SUPERATI I LIMITI DI NO2 – Per quanto riguarda il deferimento per i livelli di biossido di azoto, il provvedimento fa seguito alla messa in mora e al parere motivato inviato alla Corte Ue da parte della Commissione nell’ambito della procedura di infrazione 2015/2043. I dati ‘sotto accusa’ sono quelli di dieci agglomerati italiani, per una popolazione di circa sette milioni di persone. Aree nelle quali non sarebbe stata applicata la direttiva comunitaria del 2008, a cui il nostro Paese avrebbe dovuto invece adeguarsi entro il 2010. Nove anni di ritardo. I limiti da non superare sono quello annuale (40 microgrammi per metro cubo) e orario (200 microgrammi per metro cubo, limite che non si può superare per più di 18 giorni l’anno). Una decina gli agglomerati interessati: Milano, che è l’unica città italiana ad aver sforato anche il limite orario nel periodo 2010-2013, Torino, Bergamo, Brescia, ma la Commissione indica in generale l’area della Pianura Padana. E ancora Genova, Firenze, la costa toscana, Roma (per il periodo 2010-2013), Campobasso, Catania (per il 2012 e per il periodo che va dal 2014 al 2015) e alcune aree industriali siciliane (per il biennio 2010-2012 e per il periodo 2014-2015).

I PAESI EUROPEI E LA QUALITÀ DELL’ARIA – Sempre per lo sforamento dei limiti di biossido di azoto sono già stati deferiti davanti alla Corte europea di Giustizia altri Stati, tra cui Regno Unito, Germania e Francia. L’Italia, tra l’altro, è già stata deferita a maggio 2018 (insieme a Romania e Ungheria) per lo sforamento dei limiti di PM10. Limiti stabiliti dalla legislazione europea che dovevano essere raggiunti entro il 2005 e che invece sono stati sforati in 28 aree, comprese le regioni Lazio, Lombardia, Piemonte e Veneto, dove i valori limite giornalieri sono stati costantemente superati, arrivando nel 2016 fino a 89 giorni. In totale sono una ventina i Paesi che hanno avuto o hanno contenziosi con Bruxelles sulla qualità dell’aria.

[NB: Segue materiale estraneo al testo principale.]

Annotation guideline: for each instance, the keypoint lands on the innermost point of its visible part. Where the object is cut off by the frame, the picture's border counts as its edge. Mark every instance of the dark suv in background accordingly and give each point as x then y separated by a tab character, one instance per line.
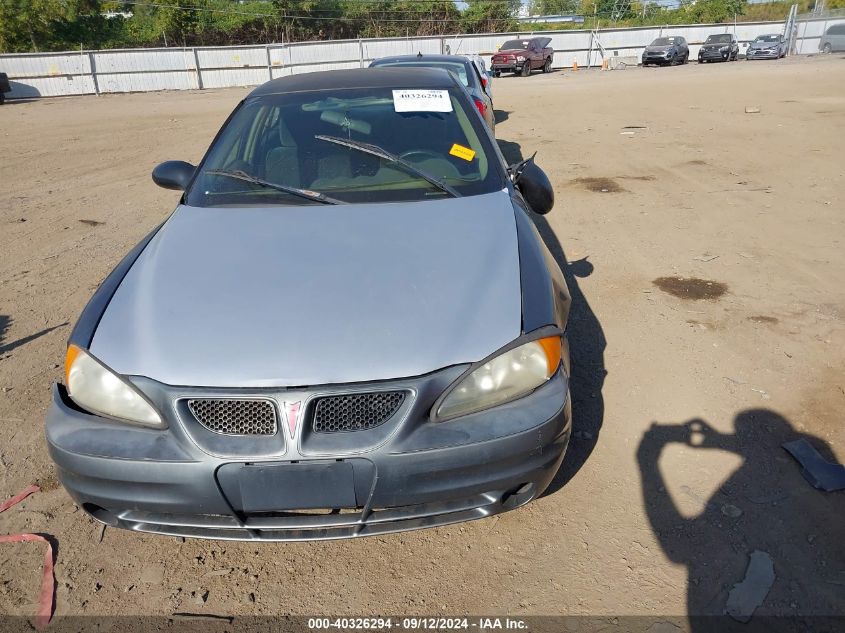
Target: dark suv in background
522	56
833	39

I SISTEMI FOGNARI – In materia di adeguamento dei sistemi fognari e di depurazione il deferimento alla Corte Europea riguarda la procedura 2014/2059 per la violazione di una direttiva del 1991, ossia la mancata depurazione delle acque di scarico. Il provvedimento riguarda comuni e aree in Abruzzo, Basilicata, Calabria, Campania, Friuli Venezia Giulia, Lazio, Liguria, Lombardia, Marche, Piemonte, Puglia, Sardegna, Sicilia, Toscana, Umbria, Veneto. Sulla materia, l’Italia ha tre procedure in corso. Oltre a questa appena giunta al deferimento, ci sono altre due infrazioni per cui la Commissione è arrivata alla messa in mora e una quarta giunta a sentenza. L’Italia è stata già condannata a pagare sanzioni milionarie per la mancata conformità in oltre 70 agglomerati da 15mila abitanti, con una spesa da 52 milioni di euro al 28 febbraio, tra 25 milioni di forfait e la mora semestrale di oltre 30 milioni.

QUANTO E PER COSA PAGA L’ITALIA – Dal 2011 i contribuenti hanno pagato 589 milioni di euro di multe di sanzioni all’Ue, relative a cinque procedure di infrazione. Per le discariche abusive, finora sono stati sborsati 204 milioni di euro (40 milioni come forfait, più 42,8 milioni ogni sei mesi, che sono però degressivi, ossia diminuiscono ogni volta che una discarica rientra nella legalità). Solo per i rifiuti della Campania (la condanna è del 2015) l’Italia ha versato finora 151 milioni di euro, un forfait di 20 milioni, a cui si aggiunge una penalità non degressiva di 120mila euro al giorno.